Many of the most damaging security incidents begin with indirect compromise. An attacker poisons a package version. They push a malicious update to a high volume library. They inject code into a repository that your build pipeline trusts. Containers that pull dependencies during the build are vulnerable. You reduce this exposure by caching dependencies in a controlled environment or by locking dependency versions with deterministic restore commands. .NET’s NuGet lock files decrease uncertainty. They let you restore the exact same dependencies used in previous builds. They also allow you to audit the delta between versions before accepting updates. The boundary between build and runtime also matters. Build containers should never run in production. They contain tools, compilers, shells, and utilities that you do not need once the application is built. Multi-stage builds let you separate these contexts cleanly. The build stage gathers dependencies and creates the artefact. The runtime stage receives only the final compiled output. You copy as little as possible between stages. This separation keeps build tools out of production. It also makes your runtime environment smaller and easier to reason about.

A hardened runtime environment avoids state. When a container is replaced, it should leave nothing behind. Any state that matters should move out to external storage that follows backup and audit rules. If a container writes sensitive information to an internal filesystem, an attacker who compromises the node may gain access to those files.

A safer design writes secrets to memory only.

Your platform injects them securely.

They never appear in environment variables.

They never appear in logs.

They never appear in the filesystem.

At this point, it helps to visualise the trust boundary. A simplified view looks like this.

The diagram shows how trust moves. The pipeline produces an artefact that is signed and documented. The orchestrator verifies the signature. The container runs with the least privileges possible. You eliminate ambiguity at each stage. You identify every artefact. You reject anything you did not sign.

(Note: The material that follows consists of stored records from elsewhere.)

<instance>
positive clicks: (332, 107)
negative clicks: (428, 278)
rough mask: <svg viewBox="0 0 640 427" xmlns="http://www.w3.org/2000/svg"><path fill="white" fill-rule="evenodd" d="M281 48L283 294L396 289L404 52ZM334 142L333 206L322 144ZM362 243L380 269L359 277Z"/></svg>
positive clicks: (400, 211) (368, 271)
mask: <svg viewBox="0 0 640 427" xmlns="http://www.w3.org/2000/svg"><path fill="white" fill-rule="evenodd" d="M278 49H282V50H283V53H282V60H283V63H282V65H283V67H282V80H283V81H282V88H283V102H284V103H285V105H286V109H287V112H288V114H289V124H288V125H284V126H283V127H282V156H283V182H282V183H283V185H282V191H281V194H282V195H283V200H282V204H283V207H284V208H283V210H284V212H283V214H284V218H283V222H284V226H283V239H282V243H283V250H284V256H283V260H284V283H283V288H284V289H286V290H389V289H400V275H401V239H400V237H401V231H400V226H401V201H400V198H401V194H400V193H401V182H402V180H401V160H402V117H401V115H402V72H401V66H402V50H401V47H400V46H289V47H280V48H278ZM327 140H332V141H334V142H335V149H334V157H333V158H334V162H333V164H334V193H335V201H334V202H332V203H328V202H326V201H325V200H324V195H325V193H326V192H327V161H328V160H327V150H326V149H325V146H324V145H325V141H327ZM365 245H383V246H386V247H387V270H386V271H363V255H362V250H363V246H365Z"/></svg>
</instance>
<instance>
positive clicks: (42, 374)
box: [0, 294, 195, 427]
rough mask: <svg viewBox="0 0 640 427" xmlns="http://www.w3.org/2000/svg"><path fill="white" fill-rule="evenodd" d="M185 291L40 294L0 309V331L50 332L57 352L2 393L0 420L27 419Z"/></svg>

Practical defence begins with the Dockerfile. You design it so every instruction earns its place. A trimmed .NET application might look like this example.

# Build stage
FROM mcr.microsoft.com/dotnet/sdk:9.0@sha256:<digest> AS build
WORKDIR /src
COPY . .
RUN dotnet publish -c Release -o /app --no-restore \
    /p:PublishSingleFile=true \
    /p:PublishTrimmed=true \
    /p:SelfContained=false

# Runtime stage
FROM gcr.io/distroless/dotnet:9@sha256:<digest>
WORKDIR /app
COPY --from=build /app .
USER 1001
ENTRYPOINT ["./YourService"]

The example builds a trimmed and single file .NET service. It runs without a shell. It restricts permissions. It makes the container easier to audit.

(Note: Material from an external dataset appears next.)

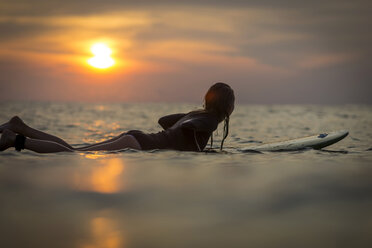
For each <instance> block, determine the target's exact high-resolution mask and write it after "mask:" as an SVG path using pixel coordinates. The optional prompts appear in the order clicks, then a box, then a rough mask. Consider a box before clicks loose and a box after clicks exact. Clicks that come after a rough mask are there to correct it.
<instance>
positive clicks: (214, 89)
mask: <svg viewBox="0 0 372 248" xmlns="http://www.w3.org/2000/svg"><path fill="white" fill-rule="evenodd" d="M204 101H205V103H204V107H205V110H207V111H210V112H213V113H214V114H216V115H217V118H218V121H219V122H221V121H224V126H223V137H222V141H221V147H220V149H221V150H222V147H223V143H224V141H225V139H226V137H227V135H228V134H229V121H230V114H231V113H229V111H231V109H232V108H233V107H234V102H235V95H234V91H233V90H232V89H231V87H230V86H229V85H227V84H225V83H221V82H218V83H215V84H214V85H212V86H211V87H210V88H209V90H208V92H207V94H205V97H204ZM212 145H213V134H212V136H211V147H212Z"/></svg>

You enforce these standards at scale by shifting responsibility from developers to infrastructure. Developers write secure code. Platform engineers enforce secure boundaries. Cloud architects design networks and orchestration rules that remove dangerous defaults. Together they build a system where the security of a container does not depend on any single human decision.

A hardened container platform is quiet. It does not surprise you. It behaves the same in development, staging, and production. When something anomalous appears, you treat it as a security signal. When a container tries to perform a blocked operation, you inspect it. When a service makes an unexpected outbound request, you review it. Security becomes part of day to day engineering.

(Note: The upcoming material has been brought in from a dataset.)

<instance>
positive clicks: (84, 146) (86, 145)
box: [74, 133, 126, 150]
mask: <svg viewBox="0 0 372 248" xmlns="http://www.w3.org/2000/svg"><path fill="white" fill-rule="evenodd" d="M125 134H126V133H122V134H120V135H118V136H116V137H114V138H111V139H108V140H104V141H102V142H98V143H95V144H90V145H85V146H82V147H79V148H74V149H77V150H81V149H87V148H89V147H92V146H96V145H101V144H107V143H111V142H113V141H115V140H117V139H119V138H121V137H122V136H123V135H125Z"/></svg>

Building trust in container environments is slow work. You refine images. You lock every dependency. You enforce least privilege. You observe every deviation. Over time, the platform becomes predictable. Predictability is the foundation of security. Attackers thrive in uncertainty. Remove the uncertainty and you force them into narrow paths that you can monitor and disrupt.

A system becomes secure when you understand how it behaves in every state.

When you can reproduce its images.

When you can verify its signatures.

When you can explain every file inside an image and every dependency pulled during build.